Monday, June 29, 2020

A FUNNY OLD DIARY ENTRY


JJ set off the smoke detector while he was cooking dinner, and it continued to beep at 30 second intervals after the main round of beeping stopped. I got up on a chair and fiddled around with it/pressed the one button a bunch of times but it would not stop. HOW COULD SOMETHING POSSIBLY BE DESIGNED THIS WAY?  I thought to myself. This thought is always the thought I think to myself right before I lose my mind. (Also, JJ was listening to that retarded, poorly-recorded conspiracy podcast he loves.
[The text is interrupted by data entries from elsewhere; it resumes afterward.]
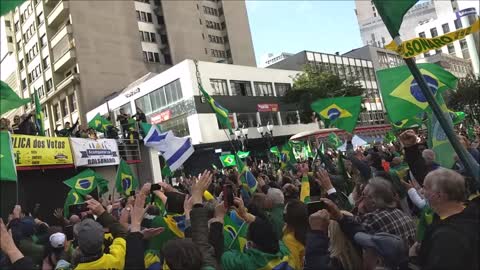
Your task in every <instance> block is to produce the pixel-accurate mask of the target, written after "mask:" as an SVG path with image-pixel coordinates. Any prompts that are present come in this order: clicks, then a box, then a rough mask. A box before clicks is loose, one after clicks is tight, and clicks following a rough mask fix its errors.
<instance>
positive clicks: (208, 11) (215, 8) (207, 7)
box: [203, 6, 223, 16]
mask: <svg viewBox="0 0 480 270" xmlns="http://www.w3.org/2000/svg"><path fill="white" fill-rule="evenodd" d="M203 13H205V14H208V15H213V16H222V15H223V9H222V8H219V9H216V8H211V7H206V6H203Z"/></svg>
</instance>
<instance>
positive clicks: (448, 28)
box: [442, 23, 450, 34]
mask: <svg viewBox="0 0 480 270" xmlns="http://www.w3.org/2000/svg"><path fill="white" fill-rule="evenodd" d="M442 30H443V33H444V34H446V33H448V32H450V27H449V26H448V23H445V24H442Z"/></svg>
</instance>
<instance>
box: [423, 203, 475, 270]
mask: <svg viewBox="0 0 480 270" xmlns="http://www.w3.org/2000/svg"><path fill="white" fill-rule="evenodd" d="M479 219H480V215H479V208H478V205H476V204H471V205H469V206H468V207H467V208H465V209H464V210H463V211H462V212H461V213H458V214H455V215H453V216H449V217H447V218H445V219H443V220H442V219H441V218H439V217H438V216H437V215H435V217H434V220H433V222H432V224H431V225H430V226H429V227H427V229H426V232H425V237H424V239H423V241H422V243H421V247H420V252H419V254H418V255H419V256H418V259H419V265H420V267H421V269H422V270H433V269H435V270H443V269H445V270H446V269H462V270H470V269H471V270H473V269H479V267H480V264H479V256H478V254H479V251H480V250H479V241H480V240H479V234H478V230H479V228H480V223H479Z"/></svg>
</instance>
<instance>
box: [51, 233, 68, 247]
mask: <svg viewBox="0 0 480 270" xmlns="http://www.w3.org/2000/svg"><path fill="white" fill-rule="evenodd" d="M65 239H66V236H65V234H63V233H54V234H52V235H50V238H49V240H50V245H51V246H52V247H53V248H60V247H63V246H64V245H65Z"/></svg>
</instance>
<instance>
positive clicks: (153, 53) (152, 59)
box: [143, 51, 160, 63]
mask: <svg viewBox="0 0 480 270" xmlns="http://www.w3.org/2000/svg"><path fill="white" fill-rule="evenodd" d="M143 61H145V62H148V63H160V54H159V53H156V52H146V51H143Z"/></svg>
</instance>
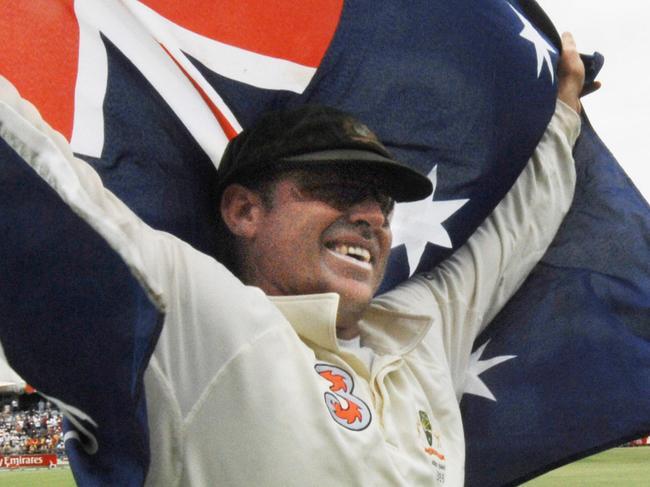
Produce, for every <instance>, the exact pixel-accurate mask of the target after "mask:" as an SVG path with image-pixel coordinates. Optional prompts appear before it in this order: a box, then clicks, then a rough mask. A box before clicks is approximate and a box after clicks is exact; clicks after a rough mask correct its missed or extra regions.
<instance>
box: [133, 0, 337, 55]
mask: <svg viewBox="0 0 650 487" xmlns="http://www.w3.org/2000/svg"><path fill="white" fill-rule="evenodd" d="M142 3H144V4H146V5H148V6H149V7H150V8H152V9H153V10H155V11H156V12H158V13H159V14H160V15H162V16H163V17H165V18H167V19H169V20H171V21H172V22H175V23H176V24H178V25H181V26H182V27H185V28H186V29H189V30H191V31H193V32H196V33H197V34H201V35H203V36H205V37H209V38H211V39H215V40H217V41H220V42H223V43H226V44H230V45H233V46H237V47H240V48H242V49H246V50H248V51H253V52H257V53H259V54H264V55H267V56H272V57H277V58H281V59H286V60H289V61H293V62H295V63H299V64H302V65H305V66H311V67H318V66H319V65H320V62H321V60H322V59H323V56H324V55H325V51H326V50H327V47H328V46H329V44H330V42H331V40H332V38H333V37H334V32H335V31H336V27H337V25H338V22H339V18H340V16H341V10H342V8H343V0H332V1H327V2H324V1H322V0H302V1H299V2H287V1H282V0H220V1H218V2H215V1H214V0H185V1H183V2H170V1H169V0H143V1H142Z"/></svg>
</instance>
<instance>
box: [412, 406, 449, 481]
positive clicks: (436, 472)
mask: <svg viewBox="0 0 650 487" xmlns="http://www.w3.org/2000/svg"><path fill="white" fill-rule="evenodd" d="M418 416H419V417H420V424H419V426H421V427H422V431H423V432H424V436H425V437H426V439H427V443H428V444H429V446H428V447H425V448H424V452H425V453H426V454H427V455H429V456H430V457H431V465H433V466H434V467H435V469H436V481H437V482H438V483H440V484H443V483H444V482H445V470H446V466H445V455H443V454H442V453H441V449H440V446H441V442H440V433H438V432H434V431H433V429H432V427H431V420H430V419H429V415H428V414H427V413H426V411H422V410H419V411H418ZM434 439H435V446H434V441H433V440H434Z"/></svg>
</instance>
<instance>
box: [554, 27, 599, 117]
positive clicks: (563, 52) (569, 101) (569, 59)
mask: <svg viewBox="0 0 650 487" xmlns="http://www.w3.org/2000/svg"><path fill="white" fill-rule="evenodd" d="M558 78H559V80H558V92H557V97H558V98H559V99H560V100H562V101H563V102H564V103H566V104H567V105H569V106H570V107H571V108H573V109H574V110H575V111H576V112H577V113H580V110H581V105H580V96H581V95H586V94H589V93H592V92H594V91H596V90H597V89H598V88H600V82H599V81H596V82H594V83H593V84H592V85H590V86H589V88H588V89H585V90H584V92H583V85H584V82H585V66H584V64H582V60H581V59H580V55H579V54H578V50H577V48H576V43H575V41H574V40H573V36H572V35H571V34H570V33H568V32H565V33H564V34H562V56H561V57H560V64H559V66H558Z"/></svg>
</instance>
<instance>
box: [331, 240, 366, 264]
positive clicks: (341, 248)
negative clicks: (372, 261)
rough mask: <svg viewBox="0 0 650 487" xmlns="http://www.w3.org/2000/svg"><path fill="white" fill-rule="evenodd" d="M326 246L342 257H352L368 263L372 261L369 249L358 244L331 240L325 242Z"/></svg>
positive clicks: (359, 261) (356, 260)
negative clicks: (326, 243)
mask: <svg viewBox="0 0 650 487" xmlns="http://www.w3.org/2000/svg"><path fill="white" fill-rule="evenodd" d="M326 247H327V248H328V249H329V250H331V251H332V252H334V253H335V254H338V255H342V256H343V257H347V258H349V259H354V260H356V261H358V262H362V263H364V264H370V263H371V262H372V256H371V255H370V251H369V250H368V249H366V248H364V247H360V246H358V245H346V244H342V243H334V242H332V243H329V244H327V245H326Z"/></svg>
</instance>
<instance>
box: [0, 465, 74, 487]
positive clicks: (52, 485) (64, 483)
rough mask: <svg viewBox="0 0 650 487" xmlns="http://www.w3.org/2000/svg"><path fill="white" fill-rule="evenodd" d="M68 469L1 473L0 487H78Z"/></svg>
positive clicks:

I've been meaning to talk to him about this--who listens to podcasts out loud while there are other people in the room?--but I couldn't bring it up because I knew I'd get disproportionately angry.) Finally, I got the thing off the ceiling and took it to my room. It continued to beep every 30 seconds as I watched a series of youtube videos about smoke detectors, which all had agonizingly long intros, prompting me to plead/yell CUT TO THE CHASE, ASSHOLE at my phone, and writhe around in my comforter in fury. And really, I had a point. You know I'm watching your video in an exasperated state, with a beeping smoke detector in my hand. I yelled some more. Maybe Sober October is a factor. All along, though, I knew there was a "nuclear option" that would end these torments in a satisfactory way, and of course that's the option I wound up going with. I marched it down to the basement and smashed it with a giant ax.